The Hall of Fame would like to see his words hold up, too. The shrine has five of Sosa's bats, including the one he presented in mid-April, more than a week after he hit his 500th home run. No word yet on whether those artifacts will be scrutinized.
Montreal Expos manager Frank Robinson, a Hall of Famer and baseball's former disciplinarian, sounded skeptical Wednesday when asked about Sosa.
"Why do you have to have a corked bat to put on a show? How about doing it the old-fashioned way, doing it without the cork," he said.
"The way he was hitting some of those balls in Milwaukee last year, he must've had it with him," he said.
At the All-Star home run derby last July in Miller Park, Sosa hit more than a mile's worth of shots 5,719 feet was the estimated distance in the first round.
Robinson said he once tried a corked bat in practice, didn't do well and threw it out. He admitted, however, that if he'd had a great round of BP, he probably would have tried it in a game.
Robinson said it never got to that point. And in recent years, people around baseball say, fewer and fewer corked bats have been floating around.

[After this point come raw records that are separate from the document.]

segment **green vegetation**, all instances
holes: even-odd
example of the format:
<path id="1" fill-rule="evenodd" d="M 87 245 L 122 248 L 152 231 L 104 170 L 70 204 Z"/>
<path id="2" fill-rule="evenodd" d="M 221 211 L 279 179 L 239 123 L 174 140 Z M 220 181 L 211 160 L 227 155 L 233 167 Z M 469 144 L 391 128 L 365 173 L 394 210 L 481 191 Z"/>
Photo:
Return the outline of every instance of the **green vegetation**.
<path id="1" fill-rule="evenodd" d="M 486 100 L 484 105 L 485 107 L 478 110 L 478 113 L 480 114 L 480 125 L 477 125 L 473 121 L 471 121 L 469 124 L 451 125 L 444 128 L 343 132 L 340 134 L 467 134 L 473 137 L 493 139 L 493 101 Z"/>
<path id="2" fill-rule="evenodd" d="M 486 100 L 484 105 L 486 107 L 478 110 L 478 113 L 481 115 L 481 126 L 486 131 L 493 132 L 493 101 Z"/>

Sosa wants everyone to believe he made a little mistake, and that there's no reason to taint his accomplishments his 505 career home runs, three 60-plus homer seasons and a record four straight years with 50 or more.
Too bad for him, right now it all doesn't add up.
___
Ben Walker is the baseball writer for The Associated Press. Write to him at bwalker(at)ap.org.
No kidding.
What if Sammy hit a home run with his illegal bat - and it didn't split in half. Would it count?
Sammy knowingly brought an illegal bat into the ballpark. He should be suspended for the rest of the season...
"I know my bats, I know every bat I have," Atlanta star Gary Sheffield said. "I know what's marked, what's not marked."
"Yeah, I was surprised. I thought he would want to accomplish the goals he wanted to accomplish the right and legal way," he said. "I just have a feeling that it's going to ruin everything he's done, to be honest with you."
When you've lost the respect of your peers.......
Bump...
Frank Robinson admitted he would have tried one had it worked for him-- and Robinson is a big bruiser who could easily muscle home runs. Sammy's a little guy who has to earn them with bat speed. If Sammy used a corked bat regularly, chances are pretty good one would have broken open and spilled his secret before 500 homeruns. Further, his explanation doesn't soud like a very well-rehearsed lie.
For a guy who spends a good share of his earnings helping out the less fortunate in his native land, Sammy at least deserves the same rights an accused ax murderer would get-- presumption of innocence until proven guilty.
Oh please!!!!!
And let's not forget this was the same Gary Sheffield who admitted tanking games while a Milwaukee Brewer so the Brewers would trade him. Takes one to know one, eh Gary?
He gets that in a court of law, here he gets "diverse" opinions on his level of belief.
By the way, what advantages do you get from a corked bat?
He's guilty. He used a corked bat. Alex Rodriguez doesn't have a single corked bat, even for batting practice.
Sosa's damaged himself here, if only for a while. People don't come to watch Sosa give away his money; they come to watch him hit, and the suspicion will forever be in the backs of minds every time he steps up to the plate.
You bet, I don't buy his stories for a moment. This guy is a pro, and knows exactly what he was doing.